Symbol table

Last updated

In computer science, a symbol table is a data structure used by a language translator such as a compiler or interpreter, where each identifier (or symbol), constant, procedure and function in a program's source code is associated with information relating to its declaration or appearance in the source. In other words, the entries of a symbol table store the information related to the entry's corresponding symbol. [1]

Contents

Background

A symbol table may only exist in memory during the translation process, or it may be embedded in the output of the translation, such as in an ABI object file for later use. For example, it might be used during an interactive debugging session, or as a resource for formatting a diagnostic report during or after execution of a program. [2]

Description

The minimum information contained in a symbol table used by a translator and intermediate representation (IR) includes the symbol's name and its location or address. For a compiler targeting a platform with a concept of relocatability, it will also contain relocatability attributes (absolute, relocatable, etc.) and needed relocation information for relocatable symbols. Symbol tables for high-level programming languages may store the symbol's type: string, integer, floating-point, etc., its size, and its dimensions and its bounds. Not all of this information is included in the output file, but may be provided for use in debugging. In many cases, the symbol's cross-reference information is stored with or linked to the symbol table. Most compilers print some or all of this information in symbol table and cross-reference listings at the end of translation. [1]

Implementation

Numerous data structures are available for implementing tables. Trees, linear lists and self-organizing lists can all be used to implement a symbol table. The symbol table is accessed by most phases of a compiler, beginning with lexical analysis, and continuing through optimization.
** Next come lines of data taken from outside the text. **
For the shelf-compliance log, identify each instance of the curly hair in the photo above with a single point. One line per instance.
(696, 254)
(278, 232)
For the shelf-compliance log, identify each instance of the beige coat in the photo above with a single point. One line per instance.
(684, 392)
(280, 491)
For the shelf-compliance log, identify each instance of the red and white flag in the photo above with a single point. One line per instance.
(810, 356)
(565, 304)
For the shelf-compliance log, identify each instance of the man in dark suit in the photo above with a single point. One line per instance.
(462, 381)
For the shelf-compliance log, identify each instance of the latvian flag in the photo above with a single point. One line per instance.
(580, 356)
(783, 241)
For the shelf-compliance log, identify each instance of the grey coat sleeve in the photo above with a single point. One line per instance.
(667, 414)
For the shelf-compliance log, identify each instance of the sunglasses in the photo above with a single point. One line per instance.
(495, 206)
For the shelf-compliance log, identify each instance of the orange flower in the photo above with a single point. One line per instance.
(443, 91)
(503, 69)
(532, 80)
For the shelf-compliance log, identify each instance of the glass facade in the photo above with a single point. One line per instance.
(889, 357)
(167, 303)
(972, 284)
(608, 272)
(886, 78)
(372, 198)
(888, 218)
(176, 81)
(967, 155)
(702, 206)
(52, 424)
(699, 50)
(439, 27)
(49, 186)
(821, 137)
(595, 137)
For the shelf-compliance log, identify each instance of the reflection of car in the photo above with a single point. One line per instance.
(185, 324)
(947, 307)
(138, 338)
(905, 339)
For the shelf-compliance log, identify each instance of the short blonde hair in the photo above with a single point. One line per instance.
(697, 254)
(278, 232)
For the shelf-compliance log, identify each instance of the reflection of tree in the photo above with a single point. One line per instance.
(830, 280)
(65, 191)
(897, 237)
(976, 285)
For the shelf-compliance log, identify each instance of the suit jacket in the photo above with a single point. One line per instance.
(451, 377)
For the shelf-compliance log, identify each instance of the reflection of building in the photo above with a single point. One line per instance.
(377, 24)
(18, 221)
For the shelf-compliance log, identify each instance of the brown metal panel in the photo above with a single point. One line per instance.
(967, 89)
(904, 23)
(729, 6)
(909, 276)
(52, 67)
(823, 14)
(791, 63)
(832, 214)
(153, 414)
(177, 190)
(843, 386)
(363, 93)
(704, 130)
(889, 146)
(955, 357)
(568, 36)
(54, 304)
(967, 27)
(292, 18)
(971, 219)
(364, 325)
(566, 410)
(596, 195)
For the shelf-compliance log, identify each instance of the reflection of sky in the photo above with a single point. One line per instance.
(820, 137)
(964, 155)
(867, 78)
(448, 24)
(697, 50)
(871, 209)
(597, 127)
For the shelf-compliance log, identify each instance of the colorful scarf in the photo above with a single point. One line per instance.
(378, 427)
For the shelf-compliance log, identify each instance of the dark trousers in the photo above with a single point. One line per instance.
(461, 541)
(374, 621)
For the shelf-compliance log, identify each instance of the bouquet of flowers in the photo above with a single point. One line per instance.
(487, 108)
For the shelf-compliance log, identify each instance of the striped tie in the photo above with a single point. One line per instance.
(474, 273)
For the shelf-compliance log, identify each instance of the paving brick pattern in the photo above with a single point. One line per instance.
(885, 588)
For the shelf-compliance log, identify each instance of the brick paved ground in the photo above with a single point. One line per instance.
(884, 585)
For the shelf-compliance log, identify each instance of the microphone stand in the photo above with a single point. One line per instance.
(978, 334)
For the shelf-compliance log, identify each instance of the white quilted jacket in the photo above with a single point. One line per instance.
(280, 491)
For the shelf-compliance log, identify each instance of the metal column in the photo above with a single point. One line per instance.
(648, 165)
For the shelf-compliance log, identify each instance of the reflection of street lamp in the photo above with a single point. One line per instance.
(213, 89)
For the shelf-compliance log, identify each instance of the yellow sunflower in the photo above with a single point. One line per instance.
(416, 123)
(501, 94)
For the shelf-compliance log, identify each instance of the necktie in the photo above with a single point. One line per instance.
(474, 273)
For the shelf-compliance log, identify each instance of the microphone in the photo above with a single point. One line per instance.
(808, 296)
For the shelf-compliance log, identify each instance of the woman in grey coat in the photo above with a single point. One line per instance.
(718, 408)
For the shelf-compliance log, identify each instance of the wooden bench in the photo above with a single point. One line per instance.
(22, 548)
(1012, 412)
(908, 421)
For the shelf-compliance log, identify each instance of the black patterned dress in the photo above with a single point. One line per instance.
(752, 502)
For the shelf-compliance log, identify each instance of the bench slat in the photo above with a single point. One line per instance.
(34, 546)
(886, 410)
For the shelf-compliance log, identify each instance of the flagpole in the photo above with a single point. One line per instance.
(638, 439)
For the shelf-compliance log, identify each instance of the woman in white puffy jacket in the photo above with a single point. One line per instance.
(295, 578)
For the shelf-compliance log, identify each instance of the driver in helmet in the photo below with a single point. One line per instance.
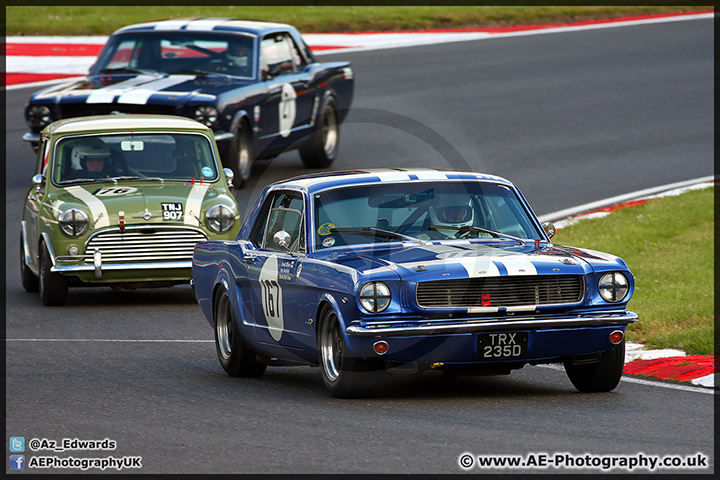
(91, 159)
(451, 211)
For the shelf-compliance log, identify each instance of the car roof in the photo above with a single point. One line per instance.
(124, 123)
(220, 25)
(321, 181)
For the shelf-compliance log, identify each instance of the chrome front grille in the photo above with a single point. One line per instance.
(505, 291)
(145, 244)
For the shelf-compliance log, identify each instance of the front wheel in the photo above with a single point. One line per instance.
(239, 156)
(321, 150)
(52, 285)
(343, 375)
(236, 359)
(602, 376)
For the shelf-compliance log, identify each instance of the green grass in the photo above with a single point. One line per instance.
(668, 245)
(103, 20)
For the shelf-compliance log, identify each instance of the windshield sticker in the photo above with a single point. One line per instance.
(325, 229)
(172, 211)
(113, 191)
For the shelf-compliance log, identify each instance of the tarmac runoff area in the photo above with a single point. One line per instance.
(40, 61)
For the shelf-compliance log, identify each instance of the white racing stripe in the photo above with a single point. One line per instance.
(194, 204)
(97, 208)
(140, 95)
(108, 94)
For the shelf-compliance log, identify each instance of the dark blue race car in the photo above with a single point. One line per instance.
(396, 270)
(256, 84)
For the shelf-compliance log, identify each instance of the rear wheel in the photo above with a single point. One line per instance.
(602, 376)
(240, 156)
(236, 359)
(343, 375)
(321, 150)
(52, 285)
(28, 279)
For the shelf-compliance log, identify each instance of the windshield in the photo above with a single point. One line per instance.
(425, 211)
(168, 156)
(178, 52)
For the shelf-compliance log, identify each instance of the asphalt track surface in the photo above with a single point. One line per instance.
(571, 117)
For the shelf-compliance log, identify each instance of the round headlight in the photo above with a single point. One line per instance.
(206, 114)
(613, 287)
(375, 297)
(73, 222)
(38, 116)
(220, 218)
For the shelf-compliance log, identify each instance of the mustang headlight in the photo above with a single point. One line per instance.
(375, 297)
(220, 218)
(73, 222)
(206, 114)
(613, 286)
(38, 116)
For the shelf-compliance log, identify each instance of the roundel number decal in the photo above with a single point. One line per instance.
(272, 298)
(114, 191)
(287, 109)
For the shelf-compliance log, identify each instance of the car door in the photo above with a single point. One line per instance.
(273, 276)
(286, 113)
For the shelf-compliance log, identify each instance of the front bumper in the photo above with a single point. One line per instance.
(445, 327)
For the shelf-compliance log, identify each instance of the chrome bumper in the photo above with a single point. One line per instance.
(484, 325)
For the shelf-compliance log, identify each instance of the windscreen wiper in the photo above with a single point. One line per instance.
(377, 232)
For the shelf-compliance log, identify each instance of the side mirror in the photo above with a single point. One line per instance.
(38, 182)
(549, 228)
(230, 176)
(282, 239)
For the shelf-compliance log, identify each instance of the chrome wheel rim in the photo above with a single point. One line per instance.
(331, 347)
A compiler may use one large symbol table for all symbols or use separated, or hierarchical symbol tables for different scopes. For example, in a scoped language such as Algol or PL/I a symbol "p" can be declared separately in several procedures, perhaps with different attributes. The scope of each declaration is the section of the program in which references to "p" resolve to that declaration. Each declaration represents a unique identifier "p". The symbol table must have some means of differentiating references to the different "p"s.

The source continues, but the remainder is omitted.